True interoperability is defined through software, said J.A. "Drew" Hamilton Jr., director of the Information Assurance Laboratory and associate professor of computer science and software engineering at Auburn.
What is desperately needed is requirements engineering, which will ensure systems are designed and built to be interoperable, Hamilton said. This can best be achieved through prototyping and simulation, he added. Hamilton defined software architecture as the "high-level design developed from the requirements."
"We have to design software to be interoperable," Hamilton said yesterday during the 15th annual Software Technology Conference in Salt Lake City. "If you are serious about network-centric warfare, you have to be serious about interoperability."
Only a few interoperability problems in fielded systems can be solved, Hamilton said. Successful joint interoperability lies in future system design.

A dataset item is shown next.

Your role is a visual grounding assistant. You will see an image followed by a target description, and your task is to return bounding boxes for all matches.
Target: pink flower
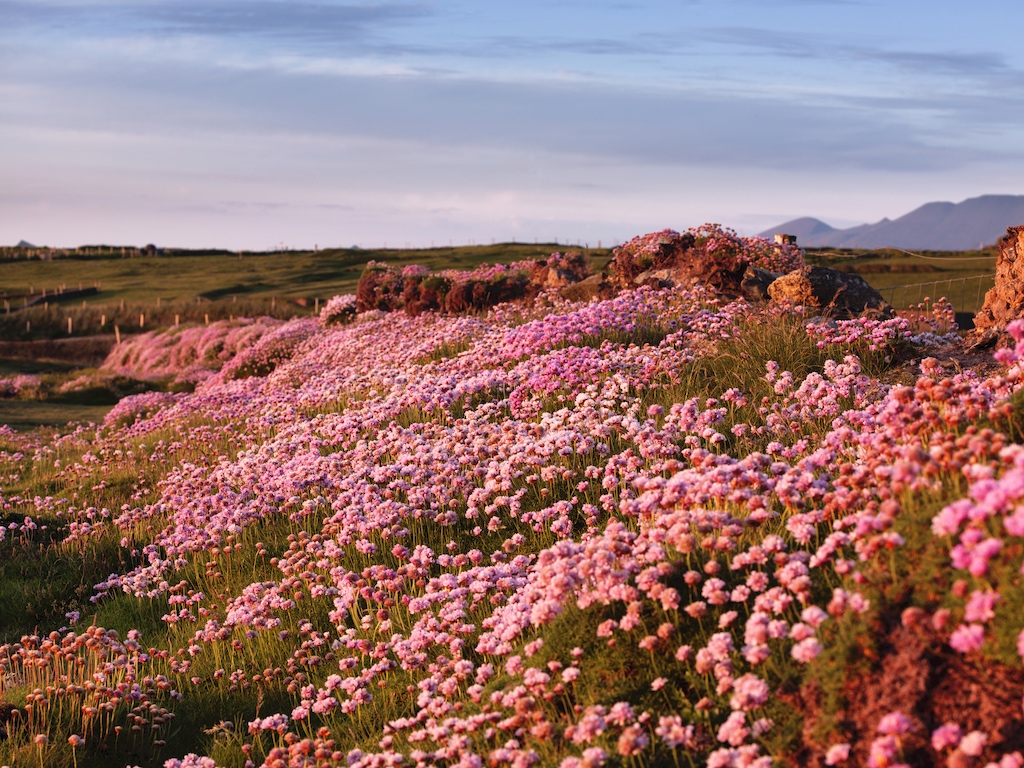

Hamilton is retired from the Army where he served as the first director of the Joint Forces Program Office and on the staff and faculty of the U.S. Military Academy.
"The further down the stream you make changes, the more difficult [change] becomes," Hamilton said. "Prototyping lets a potential user know how software is going to work."
Simulation can be used as a prototype, Hamilton said. "It gives a better feel for whether the system being proposed can actually meet the requirements."
Software is also the dominant means for developing interfaces between systems, Hamilton said.
"You have to design for interoperability. It relies on the future system side because all we can do is patch," Hamilton said.